“Smart money” wallets have been decreasing their proportion of stablecoins, and that’s a sign that traders are in a risk-taking posture. 

Blockchain research firm Nansen labels wallets and addresses as smart money when they meet at least one of several metrics of on-chain profitability and intelligence, such as receiving a substantial amount of coins across several airdrops or making more than $100,000 by being a liquidity provider on decentralized exchange Uniswap. 

Right now, smart money wallets are allocating less than 9% of their holdings to stablecoins, a type of cryptocurrency that is pegged to a fiat currency such as the U.S. dollar as a means to provide price stability.
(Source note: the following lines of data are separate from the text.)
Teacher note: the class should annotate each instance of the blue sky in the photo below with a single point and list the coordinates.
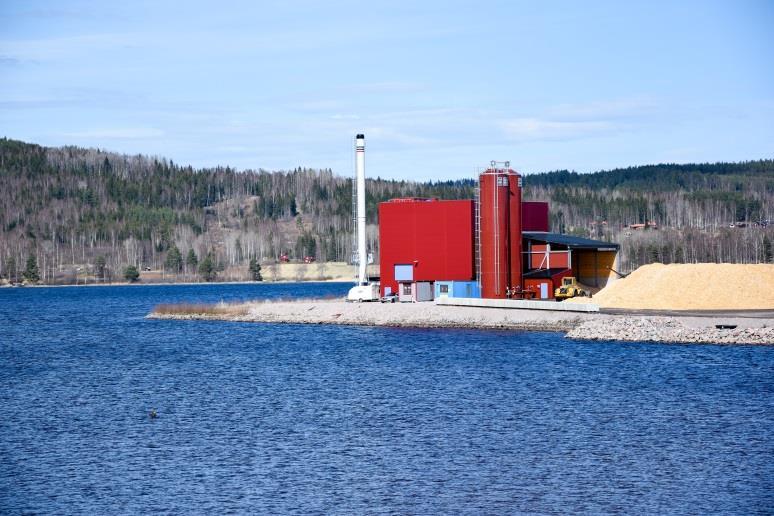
(439, 88)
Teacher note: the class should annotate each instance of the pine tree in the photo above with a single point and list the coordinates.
(207, 268)
(191, 260)
(131, 274)
(99, 265)
(10, 269)
(174, 260)
(31, 273)
(255, 269)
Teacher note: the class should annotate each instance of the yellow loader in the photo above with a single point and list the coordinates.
(570, 288)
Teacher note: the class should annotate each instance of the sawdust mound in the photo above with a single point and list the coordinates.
(701, 286)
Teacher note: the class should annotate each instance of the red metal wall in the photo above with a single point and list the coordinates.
(500, 214)
(436, 236)
(534, 216)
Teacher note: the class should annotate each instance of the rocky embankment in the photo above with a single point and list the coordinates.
(692, 330)
(596, 326)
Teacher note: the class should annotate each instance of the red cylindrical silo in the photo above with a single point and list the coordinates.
(494, 233)
(515, 258)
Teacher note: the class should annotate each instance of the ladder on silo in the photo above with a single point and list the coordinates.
(496, 221)
(477, 235)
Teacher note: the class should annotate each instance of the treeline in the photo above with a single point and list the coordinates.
(89, 212)
(68, 206)
(720, 212)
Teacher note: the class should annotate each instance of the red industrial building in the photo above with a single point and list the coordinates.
(499, 242)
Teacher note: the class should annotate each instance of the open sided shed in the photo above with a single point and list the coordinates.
(591, 261)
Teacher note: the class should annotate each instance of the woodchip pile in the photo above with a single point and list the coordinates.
(701, 286)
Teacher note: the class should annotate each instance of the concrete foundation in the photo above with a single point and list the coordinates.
(517, 303)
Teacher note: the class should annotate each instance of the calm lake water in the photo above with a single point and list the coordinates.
(263, 418)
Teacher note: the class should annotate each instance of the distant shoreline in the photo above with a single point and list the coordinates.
(676, 329)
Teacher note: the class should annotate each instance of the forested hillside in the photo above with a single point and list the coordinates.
(84, 211)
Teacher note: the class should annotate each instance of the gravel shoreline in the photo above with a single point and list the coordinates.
(584, 326)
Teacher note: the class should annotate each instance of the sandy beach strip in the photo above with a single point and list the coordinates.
(587, 326)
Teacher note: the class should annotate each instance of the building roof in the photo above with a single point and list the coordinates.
(572, 242)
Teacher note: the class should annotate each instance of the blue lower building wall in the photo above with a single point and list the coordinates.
(457, 289)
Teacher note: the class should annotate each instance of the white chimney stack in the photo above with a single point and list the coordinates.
(362, 276)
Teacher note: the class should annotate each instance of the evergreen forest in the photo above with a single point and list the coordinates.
(71, 212)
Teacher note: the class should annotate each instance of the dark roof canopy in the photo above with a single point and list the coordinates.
(572, 242)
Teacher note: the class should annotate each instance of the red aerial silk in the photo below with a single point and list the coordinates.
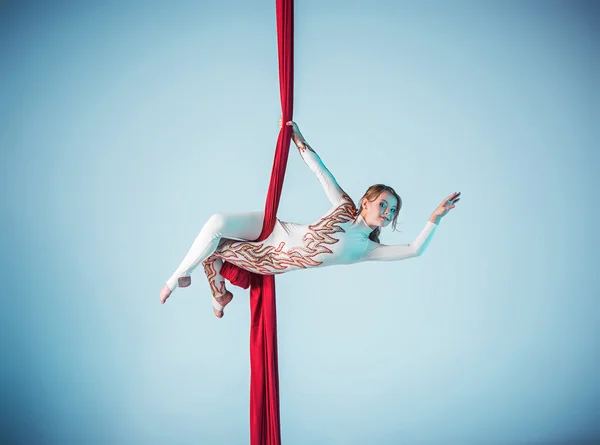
(264, 377)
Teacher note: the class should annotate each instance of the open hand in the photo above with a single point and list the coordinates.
(447, 204)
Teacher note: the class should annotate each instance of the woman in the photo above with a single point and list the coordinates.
(344, 235)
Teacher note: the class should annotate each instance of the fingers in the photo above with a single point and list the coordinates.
(452, 198)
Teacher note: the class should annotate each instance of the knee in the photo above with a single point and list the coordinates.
(217, 222)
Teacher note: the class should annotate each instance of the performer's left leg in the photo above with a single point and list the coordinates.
(236, 226)
(221, 296)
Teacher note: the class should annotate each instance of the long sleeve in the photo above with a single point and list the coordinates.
(332, 189)
(381, 252)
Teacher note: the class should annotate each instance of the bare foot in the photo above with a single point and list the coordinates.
(184, 281)
(165, 293)
(223, 301)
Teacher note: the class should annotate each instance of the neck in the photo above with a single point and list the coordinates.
(361, 220)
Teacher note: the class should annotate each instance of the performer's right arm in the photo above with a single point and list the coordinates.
(332, 189)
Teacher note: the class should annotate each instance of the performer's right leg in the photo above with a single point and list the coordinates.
(237, 226)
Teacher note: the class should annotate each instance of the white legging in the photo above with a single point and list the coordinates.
(235, 226)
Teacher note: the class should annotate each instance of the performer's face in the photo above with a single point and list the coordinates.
(381, 211)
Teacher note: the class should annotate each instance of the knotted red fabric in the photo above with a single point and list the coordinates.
(264, 376)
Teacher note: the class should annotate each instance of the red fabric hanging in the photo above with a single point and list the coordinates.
(264, 377)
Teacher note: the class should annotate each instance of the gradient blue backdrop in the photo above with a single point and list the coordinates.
(125, 125)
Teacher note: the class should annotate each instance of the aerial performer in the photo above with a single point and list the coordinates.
(346, 234)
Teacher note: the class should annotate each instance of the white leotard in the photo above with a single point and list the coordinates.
(341, 236)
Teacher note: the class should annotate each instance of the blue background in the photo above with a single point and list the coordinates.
(125, 126)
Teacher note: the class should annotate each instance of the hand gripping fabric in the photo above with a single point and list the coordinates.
(264, 378)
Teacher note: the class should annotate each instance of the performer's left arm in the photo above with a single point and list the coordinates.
(382, 252)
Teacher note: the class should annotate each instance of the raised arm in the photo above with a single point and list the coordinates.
(332, 189)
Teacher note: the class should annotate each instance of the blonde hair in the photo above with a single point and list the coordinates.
(371, 195)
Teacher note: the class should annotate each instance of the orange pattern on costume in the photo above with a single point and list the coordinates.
(211, 274)
(264, 259)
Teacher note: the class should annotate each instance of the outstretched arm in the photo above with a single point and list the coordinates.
(332, 189)
(381, 252)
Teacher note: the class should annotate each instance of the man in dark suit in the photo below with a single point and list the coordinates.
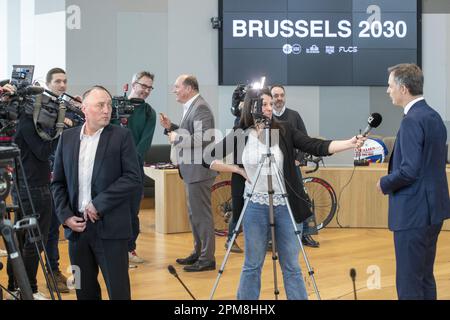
(95, 173)
(416, 184)
(189, 143)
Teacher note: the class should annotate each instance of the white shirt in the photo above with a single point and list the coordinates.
(86, 159)
(187, 105)
(279, 114)
(411, 103)
(251, 157)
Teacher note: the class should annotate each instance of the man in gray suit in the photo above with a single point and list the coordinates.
(188, 140)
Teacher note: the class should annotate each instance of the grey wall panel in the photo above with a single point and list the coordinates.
(306, 101)
(392, 115)
(49, 6)
(343, 110)
(435, 60)
(193, 44)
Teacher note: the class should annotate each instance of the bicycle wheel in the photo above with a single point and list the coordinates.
(221, 206)
(323, 199)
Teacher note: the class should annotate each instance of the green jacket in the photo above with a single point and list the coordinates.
(142, 126)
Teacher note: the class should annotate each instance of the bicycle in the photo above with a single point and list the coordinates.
(320, 193)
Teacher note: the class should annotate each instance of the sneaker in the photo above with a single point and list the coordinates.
(39, 296)
(134, 258)
(234, 248)
(61, 282)
(16, 294)
(307, 240)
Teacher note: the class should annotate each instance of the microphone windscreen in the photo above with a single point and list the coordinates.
(31, 90)
(4, 82)
(352, 273)
(374, 120)
(172, 270)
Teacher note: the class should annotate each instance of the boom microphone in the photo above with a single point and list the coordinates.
(174, 273)
(373, 122)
A year ago — and two months after crypto exchange FTX filed for bankruptcy — stablecoins accounted for about 32% of total smart money holdings. 

Smart money’s share of stablecoins as a percentage of total holdings. (Nansen)

The last time smart money’s holding of stablecoins sunk to this level was in Jan. 2022, when BTC was hovering around $42,000 and the total crypto ecosystem’s market capitalization stood at more than $2 trillion. At press time, BTC is priced at around $43,700, while the global crypto market capitalization is nearly $1.8 trillion.

“Stablecoin holding is a good macro indicator showing where the mind of the smart money is. When the chart is peaking — for example, when it was in mid-2022 — that was the maximum risk-off state,” said Nansen data engineer Edgar Rootalu Friday morning in a live stream on YouTube.

The economy in mid-2022 was in turmoil, with high inflation, Fed rate hikes and layoffs across the crypto industry. On June 18 of that year, nearly 42% of smart money holdings were in stablecoins.

“As we see starting from 2023 they’ve been slowly increasing their crypto holdings and decreasing their stablecoin holdings so we’re nearing almost big risk-on behavior here,” Rootalu added.

Update (Jan. 12, 3:15 p.m. EST): Added the stablecoin portion of smart money wallets one year ago.

Update (Jan. 12, 3:11 p.m. EST): Added a descriptor for Nansen and defined the left axis of the graph.